The word Jehovah is actually an artificial English word put together from four Hebrew consonants, YHWH, and the vowels (a,o,a) from another name for God, Adonai. The Jews had a superstitious dread of pronouncing the name YHWH, so whenever they came to it they said "Adonai," meaning "Master." This custom sprang from a misinterpretation of Leviticus 24:16.
In the text of the Old Testament the vowels of Adonai (a, o, a) were placed under YHWH so that it came out YaHoWaH or Jehovah. We probably ought to pronounce it Yahweh.
Derivation and Meaning
The name Jehovah is derived from the Hebrew verb hayah "to be," or "to become." First person, "I am," third person, "he is."
In the Psalms it is sometimes shortened to Jah. We are familiar with it in the expression Hallelujah (i.e. "praise the LORD"). It is also found in compound names such as Elijah, which means "Jehovah is my God."
We can derive its meaning from Exodus 3:14 and its context, where God reveals himself to Moses as "I AM." There it implies his nearness and his power to redeem Israel out of Egypt. The root word conveys the idea of a continuous coming to be, of existence in motion, existence always making itself known in a process of becoming. G. Campbell Morgan said it refers to "the ever changeableness of the unchanging one." In short, the idea is of the unchanging, ever living God, who is personally concerned for his people and ready and willing to act on their behalf and meet their needs.
Whatever mans need is, the LORD is able and willing to become to the soul that trusts in Him. As "I AM" he is the all-sufficient God who meets every need. All through the Old Testament, the LORD became and became and became whatever His people needed. Finally the Word became flesh. The LORD Jesus Christ is himself the great "I AM," the all-sufficient God who meets every need.
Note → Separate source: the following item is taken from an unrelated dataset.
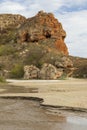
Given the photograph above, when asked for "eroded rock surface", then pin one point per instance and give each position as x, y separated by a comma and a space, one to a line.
41, 27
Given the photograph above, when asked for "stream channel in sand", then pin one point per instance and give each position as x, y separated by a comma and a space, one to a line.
22, 114
18, 113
All that I need, Jesus is! (Note how Jesus uses "I Am" in the Gospel of John).
As Elohim, Jesus Christ exercised Divine power
As Jehovah, Jesus Christ is "the same yesterday, today and forever" (Hebrews 13:8) ready to save to the uttermost those who come to God through him (Hebrews 7:25).
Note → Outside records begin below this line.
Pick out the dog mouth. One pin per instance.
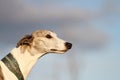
(55, 50)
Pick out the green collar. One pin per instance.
(13, 66)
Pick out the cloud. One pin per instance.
(21, 11)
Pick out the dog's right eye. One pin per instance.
(48, 36)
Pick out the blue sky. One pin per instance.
(93, 26)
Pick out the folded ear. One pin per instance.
(26, 40)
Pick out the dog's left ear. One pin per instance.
(26, 40)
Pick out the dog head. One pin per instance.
(45, 41)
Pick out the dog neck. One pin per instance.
(25, 60)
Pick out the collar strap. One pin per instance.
(13, 66)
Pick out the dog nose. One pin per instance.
(68, 45)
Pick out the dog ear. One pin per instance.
(26, 40)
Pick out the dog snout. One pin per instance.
(68, 45)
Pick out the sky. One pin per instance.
(93, 26)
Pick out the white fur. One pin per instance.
(39, 46)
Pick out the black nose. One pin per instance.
(68, 45)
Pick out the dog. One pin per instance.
(19, 62)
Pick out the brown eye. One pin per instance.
(48, 36)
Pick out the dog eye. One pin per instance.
(48, 36)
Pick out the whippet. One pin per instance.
(19, 62)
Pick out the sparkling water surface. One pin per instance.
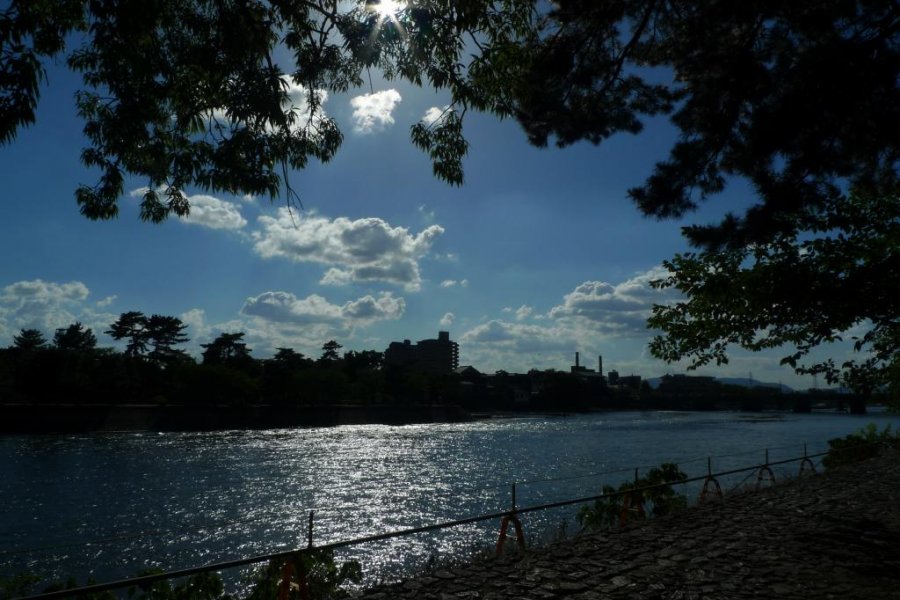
(109, 505)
This name occurs about 300 times in the Old Testament as a name for God, and is translated "Lord" with only the first letter a capital.
Used of men it occurs 215 times and is translated "master," "sir" and "lord." But for the most part, "master." E.g. Genesis 24 "my master Abraham."
Used of men it is always in the singular form, adon. Only of God is it in the plural, suggesting the Trinity.
The name Adonai, while translated "Lord," signifies ownership or mastership and indicates the truth that God is the owner of each member of the human family, and that He consequently claims the unrestricted obedience of all. Deuteronomy 10:17 "Lord of Lords," i.e. "master of masters."
This name implies Gods right as our Master to implicit obedience (John 13:13).
It also implies the servants right to direction from his Master (Isaiah 6:8-11).
As believers, we are not our own; we have been bought with a price. We belong to God who is our Master. We are therefore to glorify God in our bodies, which belong to him (I Corinthians 6:19-20). "Lord (master) what will you have me to do?" (Acts 9:6).